Me devolví para la casa de mi tío Henry y cogimos la camioneta para recogerlos. Cuando llegamos estaban todos los vecinos alrededor de la puerta, pero ninguno fue capaz de entrar. Bajamos los cuerpos de mi tío y mi madrina Virgelina hasta la morgue. Decidí llamar a mi esposo Hugo Prada, que 20 días antes se había ido para Bogotá sus sobrinos porque la guerrilla los estaba acechando para reclutarlos y a él para matarlo solo porque nuestro hijo estaba en el Ejército.

Desde Florencia, Medellín, Cali, La Plata, San Agustín y Bogotá llegaron varios familiares para el entierro de Henry. Pero solo se quedaron una noche. Después del entierro, cada uno se desparpajó y me quedé sola.

La finca de mi tío se la entregamos a un hombre para que la administrara, pero solo duró 15 días después de que llegara un panfleto exigiendo hablar con el que estaba encargado. Los paramilitares nos pusieron una sentencia: nos iban a quitar todo lo que teníamos, la finca, la camioneta y nos pidieron una plata.

Yo llamé a Hugo, que se había regresado para Bogotá, para contarle lo que estaba pasando. Hugo viajó ese mismo día y por la noche llegaron los paramilitares hasta mi casa. Le dijeron que al otro día lo verían a las 8 de la mañana en la estación de gasolina para “negociar”.

“No lo voy a dejar solo, yo lo acompaño”. Al otro día nos llevaron hasta el campamento y nos sentaron junto a una mesa de billar y una pequeña banca. A Hugo lo llamaron aparte pero yo escuché todo lo que le exigieron: 100 millones de pesos. “No hay plata”, fue la respuesta de Hugo. A las 6 de la tarde los paramilitares nos rebajaron la vacuna, y nos exigieron 15 millones. Cuando nos devolvieron al pueblo, a mi esposo lo montaron en el platón de la camioneta junto a otros tres hombres. “Es la primera vez que subimos a alguien a la última lágrima y lo regresamos vivo”.

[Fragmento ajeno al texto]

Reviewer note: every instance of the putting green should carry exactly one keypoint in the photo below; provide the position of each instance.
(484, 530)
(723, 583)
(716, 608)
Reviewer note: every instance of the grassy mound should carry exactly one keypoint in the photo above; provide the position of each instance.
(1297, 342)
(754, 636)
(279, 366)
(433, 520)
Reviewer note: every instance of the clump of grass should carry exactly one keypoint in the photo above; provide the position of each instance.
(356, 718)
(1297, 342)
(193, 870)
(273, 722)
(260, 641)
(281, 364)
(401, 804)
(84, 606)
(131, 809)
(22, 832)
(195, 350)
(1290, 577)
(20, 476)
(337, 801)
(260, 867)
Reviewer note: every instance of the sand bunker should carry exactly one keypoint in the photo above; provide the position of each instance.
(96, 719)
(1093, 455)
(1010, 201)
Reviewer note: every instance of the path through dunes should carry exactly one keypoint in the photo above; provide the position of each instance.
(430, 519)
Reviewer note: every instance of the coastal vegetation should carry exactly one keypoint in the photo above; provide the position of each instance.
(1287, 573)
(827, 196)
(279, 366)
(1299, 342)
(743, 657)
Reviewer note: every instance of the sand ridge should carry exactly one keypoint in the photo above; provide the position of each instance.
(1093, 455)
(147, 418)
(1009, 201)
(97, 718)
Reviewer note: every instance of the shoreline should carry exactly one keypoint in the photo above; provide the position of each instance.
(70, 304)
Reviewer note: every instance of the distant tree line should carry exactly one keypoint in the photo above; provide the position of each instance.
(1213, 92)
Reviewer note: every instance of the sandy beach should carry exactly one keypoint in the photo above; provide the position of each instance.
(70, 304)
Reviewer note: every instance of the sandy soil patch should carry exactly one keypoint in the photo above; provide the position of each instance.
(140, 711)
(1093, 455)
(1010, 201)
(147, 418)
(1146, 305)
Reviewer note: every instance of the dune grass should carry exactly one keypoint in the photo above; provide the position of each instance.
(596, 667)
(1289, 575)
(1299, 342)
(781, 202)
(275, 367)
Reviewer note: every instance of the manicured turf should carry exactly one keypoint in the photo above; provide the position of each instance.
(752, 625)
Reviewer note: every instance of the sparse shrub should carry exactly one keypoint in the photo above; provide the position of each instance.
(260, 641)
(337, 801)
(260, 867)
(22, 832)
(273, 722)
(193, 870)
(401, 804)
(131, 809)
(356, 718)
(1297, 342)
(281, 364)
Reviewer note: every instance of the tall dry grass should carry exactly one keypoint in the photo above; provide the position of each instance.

Buscar la plata fue toda una odisea. Teníamos que darles la primera parte en un mes, y luego diez millones más. Tuvimos que entregarles la camioneta y la casa del pueblo. Cuando les entregamos las cosas a los paramilitares, les pedimos que no dejaran a Eduard y Arnubio, los hijos de mi tío, que no los dejaran sin nada. “No les vamos a dejar puta mierda”, fue la respuesta que recibimos. Sin embargo, no se quedaron con la finca.

Mi esposo y yo queríamos salir de Acevedo, el miedo nos llevó hasta Belén de los Andaquíes desde hace diez años, luego de pasar por otras partes donde la guerra también nos persiguió sin compasión alguna. Sin embargo, y dentro de todo este proceso, logramos recuperar la tranquilidad en Belén después de la firma del acuerdo de paz. En mi vereda me eligieron como  presidenta de la junta de acción comunal Aletones, y aunque no ha sido fácil, he logrado construir un grupo de mujeres que le pusimos el pecho al liderazgo en la región. Nosotros lo único que esperamos es que el proceso de paz sea duradero.